New Drugs: The Haystack Gets Smaller
Recombinant insulin, EPO, TPA. Together, these big-sellers and a half dozen other biotech drugs accounted for $5 billion in revenues last year. They also share a common biological trait: They are all genetically engineered versions of proteins naturally secreted into the body by human cells. Secreted proteins are the workhorses of the body, conveying messages from one cell to another and playing key roles in countless bodily functions. They are also among the most highly sought-after candidates for new drugs.

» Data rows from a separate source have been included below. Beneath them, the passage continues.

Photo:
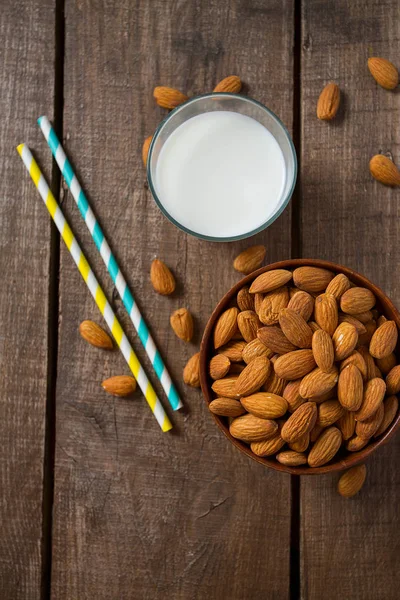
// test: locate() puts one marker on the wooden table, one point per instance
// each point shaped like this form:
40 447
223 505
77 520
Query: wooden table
95 502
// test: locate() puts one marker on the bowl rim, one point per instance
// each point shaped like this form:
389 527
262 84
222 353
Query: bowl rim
344 463
183 106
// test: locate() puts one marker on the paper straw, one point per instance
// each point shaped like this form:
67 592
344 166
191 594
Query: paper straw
94 287
110 262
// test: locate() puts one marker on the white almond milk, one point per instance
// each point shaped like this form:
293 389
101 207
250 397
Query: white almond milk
221 174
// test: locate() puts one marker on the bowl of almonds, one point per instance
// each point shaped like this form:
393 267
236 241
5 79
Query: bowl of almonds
300 366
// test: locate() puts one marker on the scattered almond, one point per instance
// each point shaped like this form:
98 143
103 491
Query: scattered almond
161 278
384 72
328 102
169 97
352 481
250 259
95 335
120 385
181 322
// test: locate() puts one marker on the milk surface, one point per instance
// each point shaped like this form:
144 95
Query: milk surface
221 174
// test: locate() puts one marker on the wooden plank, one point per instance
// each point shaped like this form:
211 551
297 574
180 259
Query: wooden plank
350 547
138 513
27 83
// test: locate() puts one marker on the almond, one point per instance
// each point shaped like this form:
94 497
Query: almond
272 304
364 317
352 481
292 395
274 384
120 385
393 381
274 338
356 359
384 340
315 432
291 458
255 348
225 327
325 447
233 350
181 322
219 366
350 388
374 393
390 408
387 363
302 303
191 372
384 72
356 443
226 387
338 286
249 428
295 328
161 278
360 327
369 363
300 422
347 424
301 444
268 447
95 335
322 348
312 279
313 326
271 280
326 312
253 376
344 340
145 149
329 412
328 102
258 300
231 84
318 382
226 407
169 97
248 324
367 429
265 405
294 365
357 300
244 299
250 259
364 339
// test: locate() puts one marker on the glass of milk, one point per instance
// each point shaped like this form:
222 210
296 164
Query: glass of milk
222 167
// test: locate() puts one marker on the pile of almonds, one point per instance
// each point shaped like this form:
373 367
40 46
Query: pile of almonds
304 367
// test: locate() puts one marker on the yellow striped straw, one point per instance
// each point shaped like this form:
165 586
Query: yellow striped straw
94 287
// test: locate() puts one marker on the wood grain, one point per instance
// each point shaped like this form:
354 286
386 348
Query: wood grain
27 83
137 513
350 547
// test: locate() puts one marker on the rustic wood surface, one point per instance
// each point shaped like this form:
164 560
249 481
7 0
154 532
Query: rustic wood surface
26 83
349 549
137 514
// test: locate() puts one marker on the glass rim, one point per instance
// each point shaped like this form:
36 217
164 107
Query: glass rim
241 236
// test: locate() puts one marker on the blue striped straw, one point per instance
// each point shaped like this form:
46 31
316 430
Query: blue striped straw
110 262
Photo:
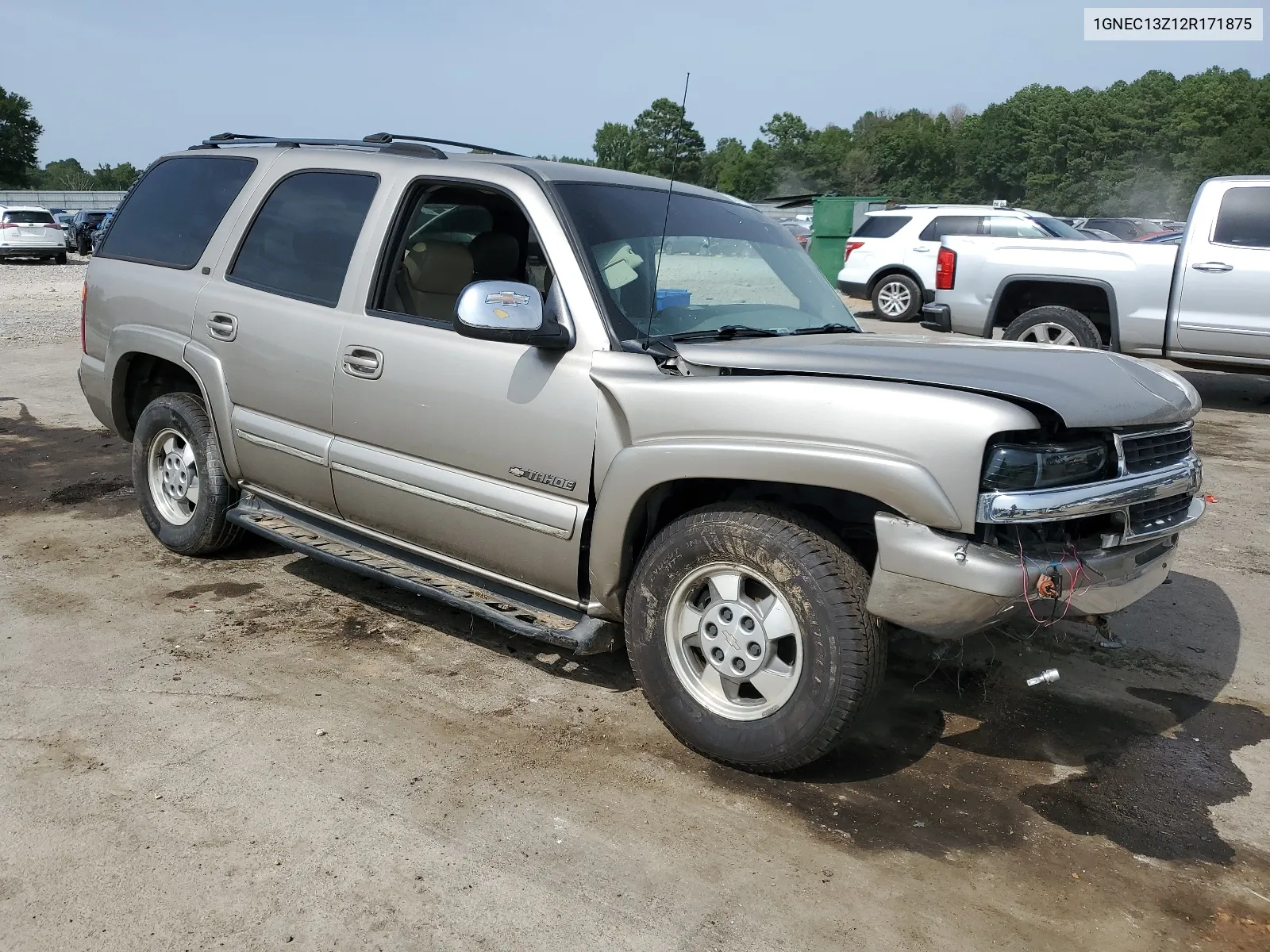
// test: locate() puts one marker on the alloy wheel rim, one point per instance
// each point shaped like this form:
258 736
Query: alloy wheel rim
733 641
893 300
1049 333
173 476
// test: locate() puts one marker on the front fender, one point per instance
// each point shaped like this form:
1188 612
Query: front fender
638 470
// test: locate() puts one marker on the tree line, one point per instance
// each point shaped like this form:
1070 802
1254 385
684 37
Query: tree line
1138 148
19 135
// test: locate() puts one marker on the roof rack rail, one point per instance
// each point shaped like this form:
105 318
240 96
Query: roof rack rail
394 136
237 139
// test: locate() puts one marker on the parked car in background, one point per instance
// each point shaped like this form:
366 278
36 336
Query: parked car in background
99 232
799 230
891 255
29 232
83 226
1199 302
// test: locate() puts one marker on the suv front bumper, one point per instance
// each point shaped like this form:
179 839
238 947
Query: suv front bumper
949 587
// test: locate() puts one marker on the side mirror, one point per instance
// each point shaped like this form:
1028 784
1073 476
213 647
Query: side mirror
512 313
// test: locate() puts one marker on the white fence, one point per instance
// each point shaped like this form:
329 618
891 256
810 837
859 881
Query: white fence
70 201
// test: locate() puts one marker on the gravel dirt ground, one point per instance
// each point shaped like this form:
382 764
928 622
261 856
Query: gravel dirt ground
262 752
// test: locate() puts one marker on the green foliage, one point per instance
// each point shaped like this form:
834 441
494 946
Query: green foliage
19 131
1137 148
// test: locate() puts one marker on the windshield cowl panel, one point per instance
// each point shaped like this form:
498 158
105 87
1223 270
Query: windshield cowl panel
723 270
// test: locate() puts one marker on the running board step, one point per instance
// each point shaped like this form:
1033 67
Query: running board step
340 546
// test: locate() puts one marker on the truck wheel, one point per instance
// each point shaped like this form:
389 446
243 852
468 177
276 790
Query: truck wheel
897 298
747 630
179 478
1053 324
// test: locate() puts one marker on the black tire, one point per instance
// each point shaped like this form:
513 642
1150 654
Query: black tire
844 653
892 291
207 530
1041 325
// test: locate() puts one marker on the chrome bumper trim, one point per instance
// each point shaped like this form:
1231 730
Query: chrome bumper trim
1095 498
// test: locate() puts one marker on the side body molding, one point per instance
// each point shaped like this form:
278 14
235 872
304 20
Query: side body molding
638 470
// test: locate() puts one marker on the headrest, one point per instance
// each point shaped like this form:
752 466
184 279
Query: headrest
495 254
438 268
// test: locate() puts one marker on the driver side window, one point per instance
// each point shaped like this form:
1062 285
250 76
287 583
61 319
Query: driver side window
450 236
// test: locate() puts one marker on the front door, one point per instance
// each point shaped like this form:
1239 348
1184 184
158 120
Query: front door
270 313
1222 302
479 452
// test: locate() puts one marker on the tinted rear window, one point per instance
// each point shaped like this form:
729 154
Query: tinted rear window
171 213
1245 217
302 238
952 225
880 225
29 217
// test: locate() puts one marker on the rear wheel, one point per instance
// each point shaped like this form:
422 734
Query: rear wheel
179 478
897 298
747 631
1056 325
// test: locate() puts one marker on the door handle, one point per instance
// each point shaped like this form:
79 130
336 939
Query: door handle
222 327
364 362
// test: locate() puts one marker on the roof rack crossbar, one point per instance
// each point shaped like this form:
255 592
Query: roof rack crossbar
228 139
394 136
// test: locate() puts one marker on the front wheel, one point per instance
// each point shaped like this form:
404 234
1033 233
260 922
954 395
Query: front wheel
1056 325
179 478
747 631
897 298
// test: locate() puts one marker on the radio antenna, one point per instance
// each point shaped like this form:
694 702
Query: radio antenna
666 219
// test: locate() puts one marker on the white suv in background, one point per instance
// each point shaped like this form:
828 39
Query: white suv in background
891 257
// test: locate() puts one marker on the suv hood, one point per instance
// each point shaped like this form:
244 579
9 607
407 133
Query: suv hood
1083 387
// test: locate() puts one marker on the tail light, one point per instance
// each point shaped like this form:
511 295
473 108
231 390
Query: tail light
945 270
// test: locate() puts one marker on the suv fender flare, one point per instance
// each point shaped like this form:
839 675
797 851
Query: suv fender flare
635 471
1114 315
129 340
876 278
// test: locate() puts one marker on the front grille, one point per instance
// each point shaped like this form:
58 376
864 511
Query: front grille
1155 451
1159 514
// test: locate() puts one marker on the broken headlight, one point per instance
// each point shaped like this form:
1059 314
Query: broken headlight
1018 466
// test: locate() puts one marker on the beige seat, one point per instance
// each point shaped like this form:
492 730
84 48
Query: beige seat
435 272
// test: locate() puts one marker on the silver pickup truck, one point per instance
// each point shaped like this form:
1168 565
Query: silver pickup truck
592 408
1202 304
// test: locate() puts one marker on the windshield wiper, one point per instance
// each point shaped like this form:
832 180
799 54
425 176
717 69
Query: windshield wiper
831 329
728 332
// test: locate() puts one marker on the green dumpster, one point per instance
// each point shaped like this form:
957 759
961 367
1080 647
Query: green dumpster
832 221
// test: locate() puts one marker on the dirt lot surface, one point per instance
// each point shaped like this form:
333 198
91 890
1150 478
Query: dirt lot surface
260 752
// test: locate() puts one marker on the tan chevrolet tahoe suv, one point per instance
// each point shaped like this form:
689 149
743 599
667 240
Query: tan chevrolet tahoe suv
600 409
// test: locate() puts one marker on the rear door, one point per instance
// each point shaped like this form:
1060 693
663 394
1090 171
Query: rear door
273 310
1226 274
921 253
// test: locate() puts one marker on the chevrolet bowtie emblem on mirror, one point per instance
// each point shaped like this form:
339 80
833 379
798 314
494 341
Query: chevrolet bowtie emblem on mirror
507 298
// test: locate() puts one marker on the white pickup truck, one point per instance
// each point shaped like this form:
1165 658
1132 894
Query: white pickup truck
1204 302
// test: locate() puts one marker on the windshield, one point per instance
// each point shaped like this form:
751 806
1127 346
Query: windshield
1058 228
723 266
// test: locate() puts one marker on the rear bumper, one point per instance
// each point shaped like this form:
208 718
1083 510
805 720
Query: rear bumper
949 588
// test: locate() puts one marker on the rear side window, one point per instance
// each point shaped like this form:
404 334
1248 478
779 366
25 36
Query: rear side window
880 225
944 225
1245 217
173 213
304 235
29 219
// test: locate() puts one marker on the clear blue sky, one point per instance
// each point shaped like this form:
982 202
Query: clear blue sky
533 76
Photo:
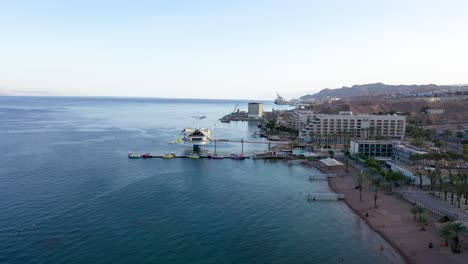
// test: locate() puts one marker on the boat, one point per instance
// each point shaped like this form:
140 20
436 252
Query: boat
193 156
169 155
216 156
237 157
176 141
134 155
146 156
197 137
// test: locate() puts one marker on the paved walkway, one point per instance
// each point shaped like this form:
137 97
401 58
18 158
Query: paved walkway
433 203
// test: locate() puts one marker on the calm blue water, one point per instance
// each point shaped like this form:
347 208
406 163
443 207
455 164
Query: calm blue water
68 193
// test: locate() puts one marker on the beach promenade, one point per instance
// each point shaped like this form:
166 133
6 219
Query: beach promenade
393 220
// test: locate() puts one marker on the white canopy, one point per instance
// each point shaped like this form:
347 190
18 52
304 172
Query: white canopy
331 162
309 154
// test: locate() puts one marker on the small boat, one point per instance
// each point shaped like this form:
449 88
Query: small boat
216 156
169 155
134 155
193 156
237 157
176 141
146 156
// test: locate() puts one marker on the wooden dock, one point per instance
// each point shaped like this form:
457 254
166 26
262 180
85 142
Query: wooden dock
314 177
330 196
155 156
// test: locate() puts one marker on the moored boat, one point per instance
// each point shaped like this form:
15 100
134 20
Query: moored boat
146 156
237 157
216 156
169 155
134 155
193 156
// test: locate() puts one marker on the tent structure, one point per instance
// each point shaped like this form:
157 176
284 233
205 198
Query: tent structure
331 162
309 154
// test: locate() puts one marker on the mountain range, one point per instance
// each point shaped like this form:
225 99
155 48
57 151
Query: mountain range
372 89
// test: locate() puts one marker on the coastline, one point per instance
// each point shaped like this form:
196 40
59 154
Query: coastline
356 212
393 221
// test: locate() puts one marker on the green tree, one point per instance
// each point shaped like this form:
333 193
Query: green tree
418 142
373 163
360 182
452 230
376 182
447 133
438 144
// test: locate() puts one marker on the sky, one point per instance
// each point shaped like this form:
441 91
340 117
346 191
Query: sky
227 49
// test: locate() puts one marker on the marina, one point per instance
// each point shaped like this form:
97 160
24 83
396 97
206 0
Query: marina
192 156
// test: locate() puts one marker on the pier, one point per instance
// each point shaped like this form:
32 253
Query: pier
331 196
314 177
157 156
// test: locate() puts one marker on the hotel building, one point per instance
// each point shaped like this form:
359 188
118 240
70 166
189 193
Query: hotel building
362 126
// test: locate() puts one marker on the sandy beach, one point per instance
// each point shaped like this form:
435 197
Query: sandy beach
394 221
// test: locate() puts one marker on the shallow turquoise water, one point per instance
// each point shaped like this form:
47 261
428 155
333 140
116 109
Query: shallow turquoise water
68 193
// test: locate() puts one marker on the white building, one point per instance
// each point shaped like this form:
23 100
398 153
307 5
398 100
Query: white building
299 119
372 148
362 126
435 111
255 109
403 153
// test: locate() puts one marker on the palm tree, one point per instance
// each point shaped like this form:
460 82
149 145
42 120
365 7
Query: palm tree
418 212
452 230
376 184
446 233
360 181
447 134
419 174
347 165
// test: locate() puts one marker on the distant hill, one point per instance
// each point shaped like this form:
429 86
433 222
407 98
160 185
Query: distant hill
372 89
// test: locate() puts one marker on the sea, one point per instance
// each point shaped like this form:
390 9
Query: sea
70 194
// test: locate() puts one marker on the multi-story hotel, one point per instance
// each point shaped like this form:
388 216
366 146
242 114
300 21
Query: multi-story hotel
362 126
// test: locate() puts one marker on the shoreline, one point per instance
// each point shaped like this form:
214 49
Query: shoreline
389 241
393 221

Researchers once spent lifetimes looking for new secreted proteins. But advances in genetic technology make it likely that nearly all of the body's secreted proteins will be found within two years. Using computer-based techniques, scientists from such gene-hunting powerhouses as Human Genome Sciences (HGS), Millennium, and InCyte are amassing databases containing thousands of previously unknown proteins. On Sept. 25, Genetics Institute Inc. (GI) in Cambridge, Mass., announced it had perfected a biological technique to isolate virtually all secreted proteins. Finding them "used to be like looking for a needle in a haystack," says Kenneth A. Jacobs, the GI senior scientist who discovered the technique. "Now, we have a single magnet that will find all the needles."
GI says it has found about 5,000 genes that code for secreted proteins so far. Jacobs predicts that in the next 24 months, the company will have identified nearly all the genes thought to code for secreted proteins--about 10,000 of the human body's 100,000 genes.
The new technology builds on the discovery a decade ago that all secreted proteins have a characteristic "tail" that differentiates them from other proteins. Gene hunters were the first to take advantage of that. Companies such as HGS and InCyte use computers to scan vast genetic databases, looking for DNA fragments that correspond to this tail. Using this technique, HGS has identified 5,000 secreted proteins and identified six that have potential use as therapeutics for major diseases, says Chief Executive William A. Haseltine. The company has filed for scores of patents and received two--including one for a substance that blocks formation of the white cells responsible for inflammation in multiple sclerosis and rheumatoid arthritis.
TARGETS. GI hopes Jacobs' technology will help it find secreted proteins that the gene hunters might miss. The technique involves using specially modified strains of yeast that will grow only when exposed to the gene fragments that code for secreted proteins' tails. Researchers add random human gene fragments, taken from assorted tissues, to the modified yeast in a petri dish. If the yeast grows, the fragments must be part of a gene for a secreted protein. Researchers can then produce the protein for study as a possible drug target.
GI says its technology is generating far more information than one company can digest. So it is sharing its catalog of secreted proteins with major rivals at a modest up-front cost. The fee buys companies samples of GI's proteins. They then agree to share half the profits with GI if any of the proteins lead to drugs. HGS and other genomics companies, by contrast, have kept most of their data confidential--or sold it to select companies willing to pay steep prices.
GI's yeast technology is impressive, but there's no guarantee the company will profit from its secreted proteins. For one, competition from the likes of HGS is stiff. "For many of the molecules they are going to find, [GI] will discover that HGS is already there with a full-length patent," says Haseltine.
Also, some scientists believe that most of the useful secreted proteins have already been discovered, says Joshua Boger, chairman of Vertex Pharmaceuticals. Remaining proteins may have very specific--and limited--activity, or they could be so general that side effects would outweigh benefits. In either case, they would be poor candidates for drug development.
GI is willing to take that chance. Already, the company has signed agreements with Genentech Inc. and Chiron Corp.--two of the biotech industry's leaders. Genetics Institute Chairman Gabriel Schmergel says he is in talks with 16 other companies, including Amgen Inc. "Genetics Institute's approach offers the power of numbers," says David Ebersam, vice-president for business development at Genentech. "If you have lots of proteins, you increase the chances you get a `hit"' or find a protein that can lead to a drug.
At the least, says Nobel prize winner Phillip A. Sharp, head of the biology department at Massachusetts Institute of Technology, GI's library will turn up proteins that give researchers valuable clues about how diseases work. In recent years, geneticists have identified a number of disease-related genes that code for proteins, but the proteins themselves are not necessarily useful as drugs. Leptin, a highly touted protein associated with obesity, may or may not make a useful drug. But its discovery has pointed researchers toward other possible anti-obesity drugs.
Schmergel says he has not yet worked out how GI will be paid by its partners if its proteins turn out to be useful only as research tools and not as drugs. But GI, Haseltine, and others hope advances in technology will trigger a renaissance in the use of proteins as therapies. "Some people thought the era of therapeutic proteins was over," says Haseltine. But with a flood of new proteins hitting some of the best labs in the country, biotech might see another string of best-sellers.